By now, we hope you’ve done some research to determine if your car is included in the Takata airbag recall. Having said that, this issue appears to have a life of its own, with makes and models being added to the list almost on a monthly basis, so you might want to recheck every once in a while. If you’ve yet to discover if your car is caught up in the Takata airbag recall, go to Safercar.gov, follow the instructions for inputting your vehicle’s identification number, and the government will tell you if you need to worry.
Consumer reaction to this serious safety problem ranges from raging panic to near indifference. You should probably fall somewhere in the middle if your vehicle is affected.
Without dragging out the chalkboard, an airbag is basically a big air pillow engineered to bring a safe and controlled stop to a person who’s accelerating at a pace equal to the forward motion of a car when it hits something, abruptly bringing it to a halt. If the car’s going 60 miles per hour, so are its passengers. A big pillow filled with air is a better object to instantly bring a passenger’s forward momentum down from 60 mph to 0 mph than a steering wheel, dashboard or windshield.
Made of a thin nylon fabric, airbags begin life folded into a compact size and stowed in the hub of a steering wheel or other locations around the car. In a frontal crash of more than roughly 10 to 15 mph, a sensor recognizes the shift in weight within a nanosecond and alerts an igniter, or inflator, when a collision is occurring. The inflator’s job is to set off an instant chemical reaction by igniting a solid propellant to create the gas that fills the airbag, which literally explodes from its compartment as it inflates. This all happens in a tiny fraction of a second.
At the heart of the Takata airbag recall is its inflator, which creates too big of a bang, not only filling the bag with air too forcefully but, in at least one case, also filling it with shrapnel from the destroyed igniter.
At the beginning of August, Safercar.gov listed 30 different brands affected by the airbag recall. So far, most of the impacted vehicles were built between 2002 and 2015. According to Consumer Reports, 10 deaths and more than 100 injuries have been linked to the faulty inflators. To date, more than 100 million vehicles worldwide require replacing the inflator. Nearly 70 million of those are in the United States.
As of early August and the latest numbers published by Safercar.gov, just over 10 million of those 70 million U.S. vehicles have been repaired.
Expect airbag-recall announcements to keep coming.
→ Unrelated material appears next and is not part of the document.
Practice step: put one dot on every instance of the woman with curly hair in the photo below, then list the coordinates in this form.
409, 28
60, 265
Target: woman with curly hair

A number of vehicles are already subject to future recalls that will be announced into 2018. In fact, Toyota is alerting potential customers shopping a few of its 2015 models still on dealer lots that they’ll be included in future recalls.
With so many replacement parts needed and in such short supply, this won’t be an overnight fix. Because humidity seems to increase the likelihood of an airbag malfunctioning, affected vehicles in areas such as Florida are at the front of the line for fixes. Older models are also receiving priority.
What it means to you: Yes, some people have been hurt and even killed in airbag-related incidents, but those are few and far between. Even if your car is on the recall list, don’t panic. The vast majority of Takata airbags will perform as they should, but you should still get the inflator replaced at the earliest opportunity.